FM: The plethora of organisations – would be nice if we had interoperable organisations!
AL: Will have succeeded when we stop talking about Open Educational Resources and start talking about Education – OERs are just a means to an end.
PM: How to change thinking. We end up ‘translating’ between the old way and new way of doing things – rather than changing the way we think to deal with the new way of doing things.
MT: Not about challenges – but a worry – will opportunities for new lecturers be curtailed as institutions reuse captured content instead – why have a new lecture when you can re-run an old one?
Q: Publishers don’t know if you use diagrams in lectures – but if you do it on camera you have to clear copyright. Can we get agreement from publishers for non-profit reuse?
AL: Very good point. Early days for publishers as much as it is for HEIs. Some work done – e.g. MIT have agreement with Elsevier that they can include up to 3 diagrams from Elsevier content in a piece of OCW (think I got this right).
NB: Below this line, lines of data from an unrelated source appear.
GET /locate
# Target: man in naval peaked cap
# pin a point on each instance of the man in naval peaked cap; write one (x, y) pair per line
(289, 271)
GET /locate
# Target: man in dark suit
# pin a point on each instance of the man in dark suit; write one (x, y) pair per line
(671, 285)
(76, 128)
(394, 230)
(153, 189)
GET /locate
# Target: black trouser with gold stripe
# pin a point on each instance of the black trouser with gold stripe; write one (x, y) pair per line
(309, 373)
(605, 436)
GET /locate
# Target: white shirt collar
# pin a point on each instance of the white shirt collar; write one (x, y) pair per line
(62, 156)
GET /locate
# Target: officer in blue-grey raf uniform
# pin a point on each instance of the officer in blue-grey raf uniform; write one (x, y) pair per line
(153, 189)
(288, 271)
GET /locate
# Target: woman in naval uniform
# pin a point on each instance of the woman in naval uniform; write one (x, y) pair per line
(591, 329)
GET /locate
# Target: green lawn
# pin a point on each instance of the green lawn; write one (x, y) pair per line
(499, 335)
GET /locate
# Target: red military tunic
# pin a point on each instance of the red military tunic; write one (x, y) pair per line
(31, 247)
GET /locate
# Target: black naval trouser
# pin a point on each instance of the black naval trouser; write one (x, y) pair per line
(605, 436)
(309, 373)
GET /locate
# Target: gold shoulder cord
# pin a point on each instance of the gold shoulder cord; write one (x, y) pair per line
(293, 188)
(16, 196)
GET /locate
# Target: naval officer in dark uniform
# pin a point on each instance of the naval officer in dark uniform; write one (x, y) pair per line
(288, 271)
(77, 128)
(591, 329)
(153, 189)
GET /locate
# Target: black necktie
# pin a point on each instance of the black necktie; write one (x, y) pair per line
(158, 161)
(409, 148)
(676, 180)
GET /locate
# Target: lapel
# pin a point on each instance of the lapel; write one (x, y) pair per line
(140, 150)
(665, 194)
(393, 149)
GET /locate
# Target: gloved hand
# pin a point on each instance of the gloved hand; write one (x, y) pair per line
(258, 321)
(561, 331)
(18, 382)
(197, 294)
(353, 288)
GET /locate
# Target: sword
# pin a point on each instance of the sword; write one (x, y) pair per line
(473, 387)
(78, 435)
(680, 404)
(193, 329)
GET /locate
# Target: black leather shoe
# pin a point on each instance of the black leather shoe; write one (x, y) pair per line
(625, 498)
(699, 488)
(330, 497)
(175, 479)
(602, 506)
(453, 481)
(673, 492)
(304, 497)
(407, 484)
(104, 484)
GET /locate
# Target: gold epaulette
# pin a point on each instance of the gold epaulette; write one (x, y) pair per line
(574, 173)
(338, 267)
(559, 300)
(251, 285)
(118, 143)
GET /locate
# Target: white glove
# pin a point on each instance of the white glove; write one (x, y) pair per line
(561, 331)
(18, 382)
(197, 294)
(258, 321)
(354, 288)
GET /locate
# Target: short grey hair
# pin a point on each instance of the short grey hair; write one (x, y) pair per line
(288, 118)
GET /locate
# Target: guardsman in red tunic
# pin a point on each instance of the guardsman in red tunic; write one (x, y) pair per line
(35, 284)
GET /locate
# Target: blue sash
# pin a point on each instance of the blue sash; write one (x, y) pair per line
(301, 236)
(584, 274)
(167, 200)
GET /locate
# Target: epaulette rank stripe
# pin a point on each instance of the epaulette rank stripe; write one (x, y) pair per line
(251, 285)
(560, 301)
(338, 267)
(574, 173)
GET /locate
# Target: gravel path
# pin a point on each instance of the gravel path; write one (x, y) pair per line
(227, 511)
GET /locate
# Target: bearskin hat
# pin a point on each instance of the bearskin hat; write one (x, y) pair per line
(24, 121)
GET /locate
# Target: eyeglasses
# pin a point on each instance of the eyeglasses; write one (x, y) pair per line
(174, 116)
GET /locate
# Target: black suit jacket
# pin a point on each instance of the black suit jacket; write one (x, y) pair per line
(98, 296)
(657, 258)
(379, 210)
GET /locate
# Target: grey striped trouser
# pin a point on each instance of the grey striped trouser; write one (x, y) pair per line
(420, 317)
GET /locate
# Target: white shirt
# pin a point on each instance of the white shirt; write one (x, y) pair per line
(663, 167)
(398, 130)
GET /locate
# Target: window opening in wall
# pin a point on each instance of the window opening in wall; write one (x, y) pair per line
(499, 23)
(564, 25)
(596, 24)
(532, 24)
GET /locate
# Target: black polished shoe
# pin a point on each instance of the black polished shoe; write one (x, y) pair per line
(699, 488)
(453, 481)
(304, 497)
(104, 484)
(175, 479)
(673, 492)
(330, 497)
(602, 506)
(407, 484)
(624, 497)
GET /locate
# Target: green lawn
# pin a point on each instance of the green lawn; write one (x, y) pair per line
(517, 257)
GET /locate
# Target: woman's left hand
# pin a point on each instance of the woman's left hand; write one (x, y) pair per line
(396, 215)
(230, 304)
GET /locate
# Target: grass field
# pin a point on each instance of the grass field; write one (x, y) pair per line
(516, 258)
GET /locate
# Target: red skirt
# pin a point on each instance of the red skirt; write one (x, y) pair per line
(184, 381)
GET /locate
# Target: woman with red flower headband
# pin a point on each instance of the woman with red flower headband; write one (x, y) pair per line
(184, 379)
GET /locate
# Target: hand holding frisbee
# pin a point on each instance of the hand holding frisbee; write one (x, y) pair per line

Comment from Marion Manton (MM) MOSAIC project (Oxford reuse one, not Library data one): Teachers continually find stuff on the web which they use in their teaching – until OERs are part of this landscape we won’t have success. If you can’t find it via Google, most academics won’t find it – no good locked away in repositories. Are OERs really very different to using books, articles, etc.? Just because it’s a podcast, why should we think about this any differently?
DR: Quality and provenance problems with things on the open web
MM: Yes – but skills to assess quality and provenance of material doesn’t change – and these are skills we need to be fostering anyway
AL: This [OERs, reuse, Open Education] is going to take 10-20 years to shakeout – it isn’t going to happen quickly
FM: Nice story – rewarding attending ‘Learning Ambassador’ course in Nigeria by agreement with driving licensing organisation to issue (for small fee) a personalised licence plate – which made crossing borders etc. easier – there are ways of making this stuff sustainable.